How far can Rubber Repertory push you?
When Rubber Repertory started auditioning for its new show – the company's last before an "indeterminate hiatus" as half of its producing duo moves to Los Angeles – they didn't know much of anything about what they'd be putting on stage. "Our one thing was that we didn't want audience participation," co-Artistic Director Matt Hislope says.
"We wanted to put on a show," his creative partner, Josh Meyer – the moving-to-California half of the duo – adds. To help them create the performance that is Jubilee, running now at the Off Center, they looked to cast 10 people they'd never worked with before – but whom they trusted to follow them wherever they might be going.
"One of the reasons this group was selected was that they were literally up for anything," Meyer says. "We knew they'd be game for going on this journey with us. They seemed willing to go anywhere. They were all really committed." At this point in the company's career, Rubber Repertory is likely to attract the sort of performers who find being "up for anything" and "going on a journey" to be especially appealing: This is the company that built its reputation on performances including the "X-rated self-help odyssey" Mister Z Loves Company, the outright pornographic A Thought in Three Parts, and the audience-participatory performance pieces Biography of Physical Sensation – which involved an audience member wearing a vibrator throughout the duration of the show, among other experiences – and The Casket of Passing Fancy, in which audience members were offered opportunities like "Who wants to be made into a sandwich and eaten?" and "Who wants a one-on-one yoga session in the nude?"
"This is a cast that was really willing to go to really sexual places," Meyer says, and Hislope agrees. "They wanted to be naked all the time."
So, great, right? Let's hear what sort of acts of radical depravity and erotically charged boundary-pushing the "up for anything" cast got up to.
"We had 'Youth Group Week,'" Meyer says cheerfully. "We were feeling what it would be like if we were Christians. We got the group to participate in activities as a youth group. We shared personal experiences and had a lot of activities and games, and then culminated it with a worship service together at the end of the week."
"And what were you worshipping?" I asked, curious if the pair had managed to find a way to push the group of mostly atheists they had assembled to one of the few places that was likely to be well outside their comfort zone, too.
"... Jesus," Meyer says.
It's a very specific skill, figuring out precisely what it'll take to make seemingly any group of people deeply uncomfortable. It also seems to be one of the crucial parts of what makes Rubber Repertory's work so transformative and life-altering for the people who participate.
Before Jubilee, Rubber Rep's most recent show was Surprise Annie, a series of performances they enacted with solo performer Annie La Ganga, who delivered improvised monologues each night. The hook for this show was that La Ganga would be taken to the performance each night wearing a blindfold, and every performance would be in a surprise setting.
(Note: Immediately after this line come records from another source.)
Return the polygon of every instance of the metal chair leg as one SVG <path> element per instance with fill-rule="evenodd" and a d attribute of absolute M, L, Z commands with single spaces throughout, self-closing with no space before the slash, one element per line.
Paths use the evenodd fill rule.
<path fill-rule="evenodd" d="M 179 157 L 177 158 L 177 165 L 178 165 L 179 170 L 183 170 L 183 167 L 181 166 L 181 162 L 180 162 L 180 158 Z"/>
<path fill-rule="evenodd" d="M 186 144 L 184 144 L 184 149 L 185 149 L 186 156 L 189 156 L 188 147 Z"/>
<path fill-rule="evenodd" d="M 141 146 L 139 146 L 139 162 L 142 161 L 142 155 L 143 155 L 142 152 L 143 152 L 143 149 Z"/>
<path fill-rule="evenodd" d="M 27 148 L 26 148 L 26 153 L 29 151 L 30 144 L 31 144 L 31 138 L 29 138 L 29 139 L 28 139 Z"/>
Some of those environments were novelties – a private room at Dart Bowl, for example, or the back of a stretch Humvee limo – and some of them were unique, unlikely performance spaces that enabled La Ganga to create something special.
"My favorite night was at Austin Market Research," Meyer says. "The audience was in the room usually reserved for the clients. Annie was on the other side of the one-way mirror, so they could see in, but she couldn't see them at all. That was a great show."
This is the sort of thing that happens, sometimes, when you're constantly looking for ways to push people – you push them to places where the unexpectedly magical can happen. During Biography of Physical Sensation, audience members who elected to participate as fully as possible by choosing a "big chair" had similar reactions. In his review of the show, Avimaan Syam wrote in the Chronicle: "An anesthetic was rubbed across my lips and gums, paper towels were stuffed up my nose, a chin strap was placed so I could barely move my jaw, a hideous mask was placed over my head, a brace was applied to my neck, some sort of weight was applied to the small of my back, and my legs had to be propped up at an uncomfortable angle for the next hour of the show. ... Even though I missed chunks of the show and was subject to intense discomfort, I wouldn't have traded my seat for anyone else's."
For The Casket of Passing Fancy, the entire point of the show was to give people experiences that had the possibility of being transformative. On the stage, an actor playing the Duchess offered audience members the opportunity to perform the sort of actions that a person is likely to remember for the rest of their lives: "Who wants to tattoo an ass with their name?" before accompanying Hislope to a tattoo parlor on Sixth Street, or "Who wants a ride to the border right now?" before venturing forth toward Juarez for an overnight trip with Hislope. This pushing of boundaries and this attempt to find ways to do things that haven't been done before – certainly not onstage or as part of a theatre piece, and definitely not in Austin – has made the opening of every show a bona fide event and helped them recruit a cast of 10 "up for whatever" types who'd commit to 55 nights of rehearsal over an 11-week period for Jubilee. It's given them the opportunity to create something very special.
But there's a question that comes with all of this, too. If you're willing to push boundaries in ways that no one has done before in the context of Austin theatre, there are times when "making people uncomfortable" can cross from an opportunity to see things in a different light into something that is downright unpleasant. So how do you walk that line?